Thursday, March 7, 2013

A Father's Grief

Bread and Wine Reading: "A Father’s Grief", Martin Luther

Scripture Reading: 1 John 4: 7-10
Beloved, let us love one another, because love is from God; everyone who loves is born of God and knows God. Whoever does not love does not know God, for God is love. God’s love was revealed among us in this way: God sent his only Son into the world so that we might live through him. In this is love, not that we loved God but that he loved us and sent his Son to be the atoning sacrifice for our sins.

Does God grieve? Does God feel pain? Martin Luther claimed that “into God as God, no pain, grief, or dislike can come.” But, he continues, “[grief] occurs when God is in man or in a divine man.” This is an interesting thought. It implies that as God becomes human, fully human as we say, God sort of surrenders a piece of the Divine, if only for awhile. God enters not just our humanness but also our sin. And there, God grieves, God despairs, God feels pain. As Luther said, “for God feels more pain over our sin and it gives [God] more grief than his own torture and death.”


Fully human…that is a hard thing for us to get our minds around. “Became one of us”…on some level, that is even more difficult. But God in Jesus Christ became one of us, walked as we walk, and entered our sin in order to show us what it means to be “fully human”. Jesus, the fullest of all humans, shows us how to be human, how to be made in the image of God, how to be who we are called to be in this life and on this earth.

God despairs when we are less than that which God created us to be, when we are less than fully human, when we act and think and believe in inhumane ways. Luther said that “sorrow over sin does not finally belong to us humans; we ourselves are not capable of it. Wherever God can bring it about in us, it the most pleasing and most appropriate but at the same time the most bitter and heavy undertaking on which we can enter.” Essentially, God became one of us to show us ourselves, to bring us to an understanding of those places where we fail to be who we were created to be. It is the true Light that illumines this for us, the light of God reflected through Jesus Christ.

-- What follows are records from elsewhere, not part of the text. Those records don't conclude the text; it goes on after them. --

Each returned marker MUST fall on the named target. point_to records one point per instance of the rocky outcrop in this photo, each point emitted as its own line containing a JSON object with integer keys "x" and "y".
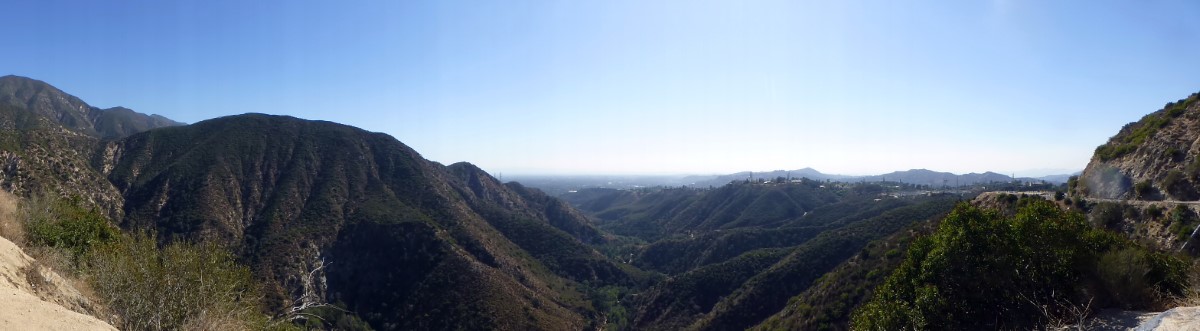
{"x": 1155, "y": 158}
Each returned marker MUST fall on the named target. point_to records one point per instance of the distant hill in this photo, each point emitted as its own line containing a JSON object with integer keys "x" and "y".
{"x": 809, "y": 173}
{"x": 72, "y": 113}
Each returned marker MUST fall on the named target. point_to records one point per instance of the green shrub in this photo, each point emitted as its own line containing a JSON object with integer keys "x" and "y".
{"x": 983, "y": 271}
{"x": 65, "y": 224}
{"x": 183, "y": 286}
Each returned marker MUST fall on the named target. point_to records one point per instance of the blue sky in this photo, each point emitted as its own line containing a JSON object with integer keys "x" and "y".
{"x": 643, "y": 86}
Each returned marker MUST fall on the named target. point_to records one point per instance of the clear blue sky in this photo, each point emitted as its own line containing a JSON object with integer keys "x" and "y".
{"x": 642, "y": 86}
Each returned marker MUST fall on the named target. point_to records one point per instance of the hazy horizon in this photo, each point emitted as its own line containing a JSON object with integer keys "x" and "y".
{"x": 647, "y": 88}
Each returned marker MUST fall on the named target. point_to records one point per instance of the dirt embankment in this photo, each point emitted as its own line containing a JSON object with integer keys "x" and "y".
{"x": 34, "y": 296}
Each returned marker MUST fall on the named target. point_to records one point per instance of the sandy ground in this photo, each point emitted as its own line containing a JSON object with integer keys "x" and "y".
{"x": 34, "y": 298}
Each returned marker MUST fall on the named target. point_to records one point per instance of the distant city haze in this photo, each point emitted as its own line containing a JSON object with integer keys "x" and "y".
{"x": 853, "y": 88}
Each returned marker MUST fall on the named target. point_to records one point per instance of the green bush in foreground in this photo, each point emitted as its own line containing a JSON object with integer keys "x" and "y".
{"x": 183, "y": 286}
{"x": 66, "y": 226}
{"x": 983, "y": 271}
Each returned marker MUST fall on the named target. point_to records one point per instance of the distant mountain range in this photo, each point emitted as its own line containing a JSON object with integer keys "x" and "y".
{"x": 72, "y": 113}
{"x": 918, "y": 176}
{"x": 558, "y": 185}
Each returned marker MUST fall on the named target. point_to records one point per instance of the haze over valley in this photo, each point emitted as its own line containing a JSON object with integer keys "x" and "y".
{"x": 600, "y": 166}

Our sin can no longer be dismissed as “only human.” Sin, rather, implies that one is less than human, that one is “inhumane”, if you will. God’s entering of our humanness in Christ shows us that sin does not belong to us because we are made in the image of God. And it is only when we are not human, when we are not who God made us to be that God grieves.

Discussion Questions:
1.) What difficulty do you have with God entering our humanness or becoming “fully human”? What does that mean for you?
2.) What do you think of the idea of God grieving or being in pain?
3.) What is the meaning for you of your being made in the image of God?

So go forth and become fully human, who you are called to be by God!